Тронка - Гончар Олесь. Страница 5
— А разве вы и в грозу летаете?
— Вообще-то не выпускают, слово синоптика — закон, но ведь и синоптик всего не предусмотрит…
И, помолчав, словно колеблясь, стоит ли рассказывать об этом Тоне или нет, брат стал вполголоса вспоминать какого-то, видно, близкого ему летчика, который перед вылетом спросил своего старшего: «А там же гроза?» И указал на тучу, могучую, синюю, стоявшую над горами (потому что аэродром их там, где леса, где высокие горы). «Эта гроза еще неделю стоять будет», — успокоил его старший.
— И впрямь, нередко бывает, что тучи чуть не неделю стоят там, в горах, а мы летаем. Но на этот раз случилось иначе…

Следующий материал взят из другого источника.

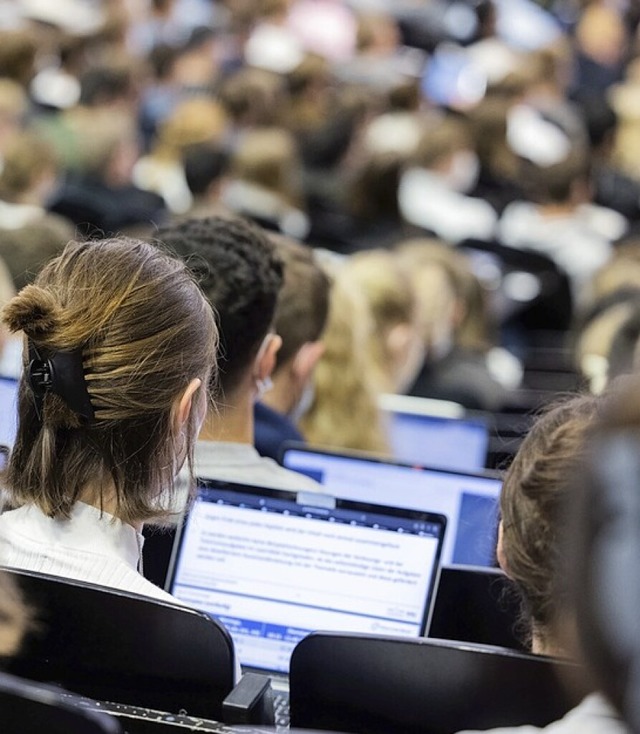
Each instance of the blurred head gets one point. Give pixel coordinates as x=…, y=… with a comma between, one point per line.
x=129, y=333
x=532, y=505
x=29, y=168
x=344, y=413
x=447, y=147
x=268, y=158
x=18, y=52
x=241, y=274
x=450, y=296
x=300, y=319
x=303, y=302
x=196, y=120
x=253, y=97
x=602, y=550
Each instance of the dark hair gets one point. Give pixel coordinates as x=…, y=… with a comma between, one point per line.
x=532, y=503
x=553, y=184
x=143, y=331
x=203, y=163
x=104, y=84
x=303, y=303
x=240, y=274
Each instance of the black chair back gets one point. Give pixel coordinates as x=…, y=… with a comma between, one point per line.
x=479, y=605
x=372, y=684
x=26, y=708
x=115, y=646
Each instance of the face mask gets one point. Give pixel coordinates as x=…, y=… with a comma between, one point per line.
x=263, y=386
x=463, y=171
x=304, y=404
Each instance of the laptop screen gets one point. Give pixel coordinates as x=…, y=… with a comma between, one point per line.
x=8, y=411
x=469, y=500
x=453, y=443
x=274, y=566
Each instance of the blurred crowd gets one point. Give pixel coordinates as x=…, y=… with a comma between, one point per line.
x=466, y=171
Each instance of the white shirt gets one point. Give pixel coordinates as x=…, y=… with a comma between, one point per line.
x=580, y=242
x=593, y=716
x=91, y=546
x=426, y=200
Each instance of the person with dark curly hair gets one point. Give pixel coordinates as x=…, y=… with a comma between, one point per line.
x=241, y=275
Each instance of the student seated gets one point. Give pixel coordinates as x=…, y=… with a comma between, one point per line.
x=119, y=348
x=531, y=544
x=301, y=314
x=241, y=276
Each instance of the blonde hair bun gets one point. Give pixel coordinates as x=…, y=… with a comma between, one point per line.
x=34, y=311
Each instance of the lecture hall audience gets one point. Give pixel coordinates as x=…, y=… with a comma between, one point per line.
x=347, y=125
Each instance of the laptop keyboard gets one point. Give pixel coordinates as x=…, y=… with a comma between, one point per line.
x=281, y=709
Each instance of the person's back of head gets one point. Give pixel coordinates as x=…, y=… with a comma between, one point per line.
x=440, y=141
x=458, y=313
x=18, y=52
x=240, y=273
x=395, y=348
x=119, y=340
x=344, y=411
x=533, y=501
x=268, y=158
x=29, y=168
x=565, y=182
x=303, y=302
x=106, y=85
x=205, y=164
x=195, y=120
x=253, y=97
x=300, y=319
x=601, y=549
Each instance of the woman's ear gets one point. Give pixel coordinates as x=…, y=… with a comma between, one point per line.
x=184, y=404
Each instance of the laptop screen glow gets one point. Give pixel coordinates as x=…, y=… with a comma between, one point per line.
x=468, y=500
x=453, y=443
x=273, y=567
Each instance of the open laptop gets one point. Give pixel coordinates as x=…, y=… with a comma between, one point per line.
x=433, y=433
x=275, y=565
x=469, y=500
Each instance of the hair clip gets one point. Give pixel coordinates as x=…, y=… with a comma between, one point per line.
x=39, y=377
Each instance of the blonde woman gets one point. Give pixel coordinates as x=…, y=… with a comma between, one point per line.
x=344, y=413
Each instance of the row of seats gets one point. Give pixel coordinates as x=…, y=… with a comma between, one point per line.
x=132, y=653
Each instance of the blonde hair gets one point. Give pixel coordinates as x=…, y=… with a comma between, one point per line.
x=472, y=323
x=26, y=157
x=344, y=413
x=389, y=295
x=268, y=157
x=197, y=120
x=143, y=330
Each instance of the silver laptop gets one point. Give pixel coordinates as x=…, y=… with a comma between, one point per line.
x=468, y=499
x=275, y=565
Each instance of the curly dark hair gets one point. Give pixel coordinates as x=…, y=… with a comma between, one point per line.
x=241, y=275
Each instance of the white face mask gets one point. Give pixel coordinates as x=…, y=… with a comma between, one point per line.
x=263, y=386
x=304, y=404
x=463, y=171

И дальше брат рассказывает, как тот летчик попал в страшную грозу над горами и фронт этой грозы оказался настолько могучим, что пробить его было невозможно. В самолете стало темно, только вспышки молнии сверкали совсем рядом, все приборы отказали. Выход один — катапультироваться. И он катапультируется, то есть выстреливает себя из самолета вместе с сиденьем… Но довелось это сделать при такой большой скорости, что и шлемофон сорвало, раздело Летчика и разуло — одни лохмотья остались на нем от его бриджей, от сапог… А хуже всего, что руку повредило. Этого он, правда, сразу не почувствовал, обнаружил травму, только когда потянулся к парашюту. Не слушается рука! Перелом! Вторая, к счастью, послушалась. Дернул парашют — и душа замерла: парашют раскрылся, но изодранный весь, одни лоскутья над головой! (Нет, не бойся, Тоня, это просто система парашюта была такая: купол не сплошной, а полосками-лентами…)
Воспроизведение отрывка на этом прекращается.